You are viewing a plain text version of this content. The canonical link for it is here.
Posted to users@spamassassin.apache.org by Da...@ChaosReigns.com on 2010/10/30 19:12:54 UTC

Massive drop in spam in network mass checks in the last two weeks

In the last two network mass checks, today and a week ago, only 3.1% and
3.4%, respectively, of the corpora has been spam.  Why?

Total number of spams in the network mass check corpora over the last five
weeks:

20101002 585728
20101009 150082
20101016 154352
20101023 6858
20101030 6244

The percentage of the corpora which is spam dropped similarly over the same
period.

The bottom two graphs on http://www.chaosreigns.com/dnswl/
are this data (total spam and ham, and percentage of corpora which
is ham).  (I recommend firefox for this page.  I opened a bug against
chrome for failure to scale embedded svgs properly.)
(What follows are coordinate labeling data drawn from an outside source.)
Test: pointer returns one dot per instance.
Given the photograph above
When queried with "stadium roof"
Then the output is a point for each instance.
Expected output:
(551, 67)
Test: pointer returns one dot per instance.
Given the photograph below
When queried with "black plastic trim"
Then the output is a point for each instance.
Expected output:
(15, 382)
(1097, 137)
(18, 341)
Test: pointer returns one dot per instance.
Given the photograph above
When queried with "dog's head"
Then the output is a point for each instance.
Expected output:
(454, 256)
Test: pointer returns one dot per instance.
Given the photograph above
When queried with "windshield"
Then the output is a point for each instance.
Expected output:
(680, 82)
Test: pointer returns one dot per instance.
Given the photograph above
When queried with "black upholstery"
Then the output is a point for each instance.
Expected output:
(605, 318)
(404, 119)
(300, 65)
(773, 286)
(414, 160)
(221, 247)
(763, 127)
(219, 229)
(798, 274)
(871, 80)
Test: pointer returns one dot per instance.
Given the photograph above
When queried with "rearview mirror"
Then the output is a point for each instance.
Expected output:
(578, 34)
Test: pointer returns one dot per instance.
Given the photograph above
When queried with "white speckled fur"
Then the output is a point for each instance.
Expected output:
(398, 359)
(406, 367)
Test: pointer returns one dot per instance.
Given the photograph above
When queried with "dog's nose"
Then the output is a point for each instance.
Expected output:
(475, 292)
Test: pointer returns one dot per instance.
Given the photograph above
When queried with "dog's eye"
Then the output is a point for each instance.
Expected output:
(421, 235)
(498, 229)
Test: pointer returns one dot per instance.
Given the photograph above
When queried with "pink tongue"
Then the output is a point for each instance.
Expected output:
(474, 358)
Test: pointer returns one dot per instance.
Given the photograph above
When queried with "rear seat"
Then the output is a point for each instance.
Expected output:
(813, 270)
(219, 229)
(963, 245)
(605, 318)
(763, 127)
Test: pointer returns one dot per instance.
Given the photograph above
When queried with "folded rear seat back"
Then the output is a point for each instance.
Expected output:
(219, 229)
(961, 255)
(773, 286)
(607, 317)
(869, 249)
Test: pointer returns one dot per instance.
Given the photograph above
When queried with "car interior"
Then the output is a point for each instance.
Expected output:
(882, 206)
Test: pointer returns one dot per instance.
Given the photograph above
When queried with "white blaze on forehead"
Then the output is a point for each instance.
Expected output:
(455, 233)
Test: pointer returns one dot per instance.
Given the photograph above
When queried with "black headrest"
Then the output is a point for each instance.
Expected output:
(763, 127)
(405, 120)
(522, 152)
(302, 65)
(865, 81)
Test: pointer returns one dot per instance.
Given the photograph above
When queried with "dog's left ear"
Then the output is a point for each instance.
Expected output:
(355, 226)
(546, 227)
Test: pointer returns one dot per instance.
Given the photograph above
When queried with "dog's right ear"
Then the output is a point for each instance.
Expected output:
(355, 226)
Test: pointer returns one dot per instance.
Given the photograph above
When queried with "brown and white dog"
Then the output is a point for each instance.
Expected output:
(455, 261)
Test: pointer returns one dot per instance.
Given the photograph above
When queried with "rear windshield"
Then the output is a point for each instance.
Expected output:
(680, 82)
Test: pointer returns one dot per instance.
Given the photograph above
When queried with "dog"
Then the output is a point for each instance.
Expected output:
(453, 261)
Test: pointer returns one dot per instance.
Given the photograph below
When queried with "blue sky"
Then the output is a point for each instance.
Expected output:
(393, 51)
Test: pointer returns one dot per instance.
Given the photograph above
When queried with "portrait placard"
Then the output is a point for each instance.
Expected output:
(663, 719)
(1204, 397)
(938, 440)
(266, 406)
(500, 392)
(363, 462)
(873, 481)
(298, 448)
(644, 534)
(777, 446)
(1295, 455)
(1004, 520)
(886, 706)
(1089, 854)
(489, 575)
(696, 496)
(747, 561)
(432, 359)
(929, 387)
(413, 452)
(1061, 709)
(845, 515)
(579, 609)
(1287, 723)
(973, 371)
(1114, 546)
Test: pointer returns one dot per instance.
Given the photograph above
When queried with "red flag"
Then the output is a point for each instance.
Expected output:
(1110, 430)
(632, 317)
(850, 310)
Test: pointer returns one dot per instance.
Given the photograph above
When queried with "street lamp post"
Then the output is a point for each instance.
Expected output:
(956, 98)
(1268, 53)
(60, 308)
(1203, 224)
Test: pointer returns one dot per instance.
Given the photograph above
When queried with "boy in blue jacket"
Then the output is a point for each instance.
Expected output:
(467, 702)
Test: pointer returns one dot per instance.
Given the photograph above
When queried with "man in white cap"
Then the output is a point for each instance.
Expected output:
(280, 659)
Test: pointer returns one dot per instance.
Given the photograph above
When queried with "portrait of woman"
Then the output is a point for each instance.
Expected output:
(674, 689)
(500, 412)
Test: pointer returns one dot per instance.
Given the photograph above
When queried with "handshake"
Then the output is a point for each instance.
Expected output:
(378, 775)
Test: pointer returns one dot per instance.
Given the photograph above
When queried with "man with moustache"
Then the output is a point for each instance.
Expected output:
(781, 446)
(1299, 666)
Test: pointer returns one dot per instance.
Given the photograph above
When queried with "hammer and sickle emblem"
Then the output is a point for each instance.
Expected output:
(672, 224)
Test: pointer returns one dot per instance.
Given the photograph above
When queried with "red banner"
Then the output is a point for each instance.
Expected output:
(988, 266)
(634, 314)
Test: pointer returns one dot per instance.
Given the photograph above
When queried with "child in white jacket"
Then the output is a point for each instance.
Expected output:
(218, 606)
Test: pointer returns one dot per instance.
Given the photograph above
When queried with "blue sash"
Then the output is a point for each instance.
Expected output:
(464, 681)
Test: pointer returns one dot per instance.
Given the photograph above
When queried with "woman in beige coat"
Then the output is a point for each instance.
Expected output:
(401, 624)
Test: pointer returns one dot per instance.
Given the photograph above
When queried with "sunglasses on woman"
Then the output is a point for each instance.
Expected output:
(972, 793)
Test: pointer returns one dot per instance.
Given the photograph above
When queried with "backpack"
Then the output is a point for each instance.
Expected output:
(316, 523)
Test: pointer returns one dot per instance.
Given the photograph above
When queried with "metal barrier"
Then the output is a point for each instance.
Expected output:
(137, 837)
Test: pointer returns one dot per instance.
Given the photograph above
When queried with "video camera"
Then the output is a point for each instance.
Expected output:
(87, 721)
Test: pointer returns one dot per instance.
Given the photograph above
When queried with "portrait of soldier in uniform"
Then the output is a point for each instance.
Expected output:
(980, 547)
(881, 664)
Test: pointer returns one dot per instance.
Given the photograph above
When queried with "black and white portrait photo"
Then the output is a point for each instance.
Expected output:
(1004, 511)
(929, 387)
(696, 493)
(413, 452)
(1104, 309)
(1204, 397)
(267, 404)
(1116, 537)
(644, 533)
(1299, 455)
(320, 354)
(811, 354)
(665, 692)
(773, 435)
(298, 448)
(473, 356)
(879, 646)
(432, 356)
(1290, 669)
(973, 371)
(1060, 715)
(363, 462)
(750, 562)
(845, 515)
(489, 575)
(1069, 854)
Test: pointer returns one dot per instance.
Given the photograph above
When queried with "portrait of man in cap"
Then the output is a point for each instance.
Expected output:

Such an extreme drop has happened three times before in as many years,
but this is the first time it was the result of a multi-week trend,
and the first time it stayed so low two weeks in a row.

The data is from http://ruleqa.spamassassin.org/

-- 
"When in doubt, gas it. It may not solve the problem,
But it ends the suspense." - Steve Moonitz, DoD #2319, 1994
http://www.ChaosReigns.com

Re: Massive drop in spam in network mass checks in the last two weeks

Posted by Da...@ChaosReigns.com.
On 10/30, Daryl C. W. O'Shea wrote:
> I had an IBM Deathstar go on me.  Although I thought it had, moving
> my mail spool and personal home directory to a RAID array never made
> it to the top of my to-do list.  To make it worse, my
> backups-to-disk array failed the week before.  I've never been able
> to justify a tape library for home, so I'm without any backups now.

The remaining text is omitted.